EghtesadOnline: The scope of authority of the Foreign Ministry and the country's chief diplomat should be broadened as it would help serve national interests, particularly now that the issue of triggering sanctions snapback against Iran is gaining momentum, a senior lawmaker says.
"Iran's diplomatic apparatus should be given a new lease on life, which would be possible only if new areas of authority are defined for the Foreign Ministry and Foreign Minister Mohammad Javad Zarif," Heshmatollah Falahatpisheh also told ICANA in a recent interview.
He said it is an issue that needs to be seriously taken into consideration under conditions where the European signatories to the 2015 nuclear deal are threatening to consider a dispute resolution mechanism enshrined in the agreement, which could lead to UN sanctions against Iran.
"This is the closest we have got to facing renewed UN sanctions after the signing of JCPOA and we should not allow a deterioration of the situation," he added, using the abbreviation for the nuclear agreement's formal name—the Joint Comprehensive Plan of Action, Financial Tribune reported.
US President Donald Trump last year pulled out of the nuclear accord between Iran and major powers, under which Tehran undertook to curb its nuclear program in exchange for the lifting of sanctions.
The US administration has reimposed and toughened economic sanctions against Iran since then, separating America from its European allies who are trying to save the deal with support from the rest of EU.
In response to US sanctions and European inaction to fulfill its commitments, Iran has been surpassing limits on its atomic activities step by step. It has promised more cuts in its commitments unless Europe acts but says its measures are "reversible".

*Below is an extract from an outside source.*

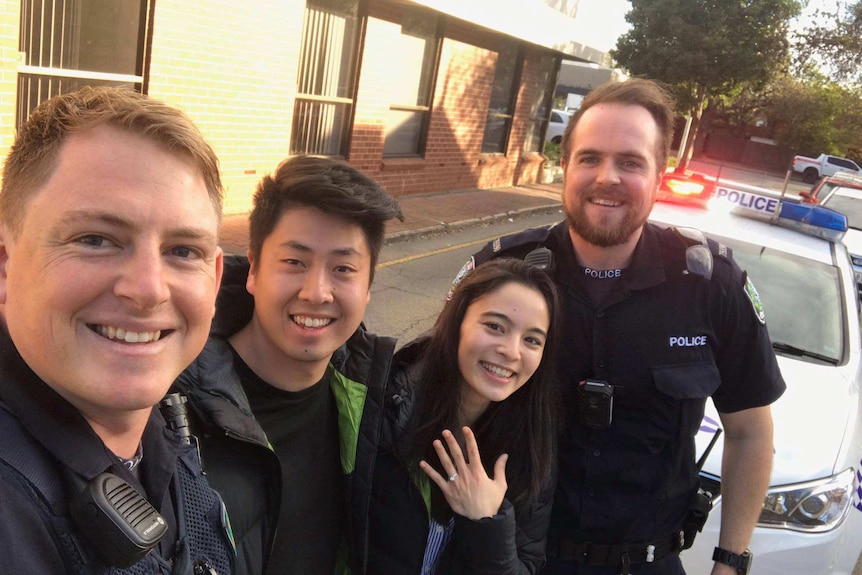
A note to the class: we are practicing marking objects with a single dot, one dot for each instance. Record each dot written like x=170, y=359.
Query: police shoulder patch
x=754, y=298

France recently suggested that Paris is seriously considering triggering the sanctions snapback mechanism as a result of Iran's decision to scale back its nuclear commitments.
Need to 'Manage' Tensions
Falahatpisheh, a member of Majlis National Security and Foreign Policy Commission, said any effort that could help tone down international rhetoric against Tehran over its nuclear program would "serve national interests" and should not be interpreted as a "retreat".

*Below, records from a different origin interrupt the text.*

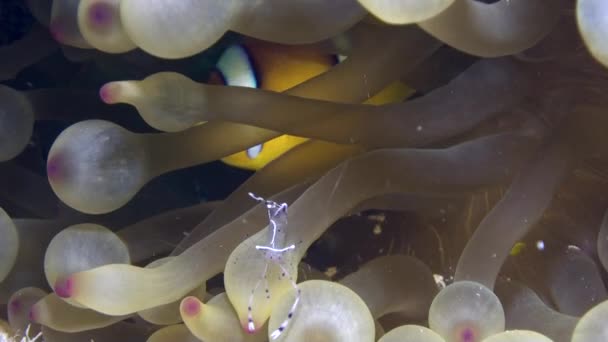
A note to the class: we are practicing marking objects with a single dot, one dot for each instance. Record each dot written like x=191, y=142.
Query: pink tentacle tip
x=64, y=288
x=191, y=306
x=107, y=92
x=250, y=328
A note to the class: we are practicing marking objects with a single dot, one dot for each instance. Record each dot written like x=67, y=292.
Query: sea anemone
x=393, y=170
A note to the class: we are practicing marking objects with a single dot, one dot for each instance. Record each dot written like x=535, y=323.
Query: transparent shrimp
x=273, y=253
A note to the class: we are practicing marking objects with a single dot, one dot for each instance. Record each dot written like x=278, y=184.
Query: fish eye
x=236, y=67
x=254, y=152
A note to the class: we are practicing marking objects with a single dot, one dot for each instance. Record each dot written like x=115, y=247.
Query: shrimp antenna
x=277, y=215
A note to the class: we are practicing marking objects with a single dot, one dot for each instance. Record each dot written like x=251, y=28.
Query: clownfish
x=276, y=67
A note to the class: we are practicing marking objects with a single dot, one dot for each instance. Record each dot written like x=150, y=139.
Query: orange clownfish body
x=277, y=68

He argues that tensions between Iran and the United States should be "managed" to prevent the situation from spiraling out of control.
"The recent prisoner swap between the two countries showed that tensions with a hostile state can also be reduced," Falahatpisheh said.

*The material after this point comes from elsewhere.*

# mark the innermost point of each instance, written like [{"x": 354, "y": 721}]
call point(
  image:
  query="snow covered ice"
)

The United States and Iran in early December swapped prisoners—American citizen Xiyue Wang, detained for three years on spying charges, and imprisoned Iranian stem-cell researcher Masoud Soleimani, accused of sanction violations—in a rare act of cooperation between two longtime foes.
A few days later, Zarif said the Islamic Republic is ready for a full prisoner exchange with the US, tweeting, "The ball is in the US' court".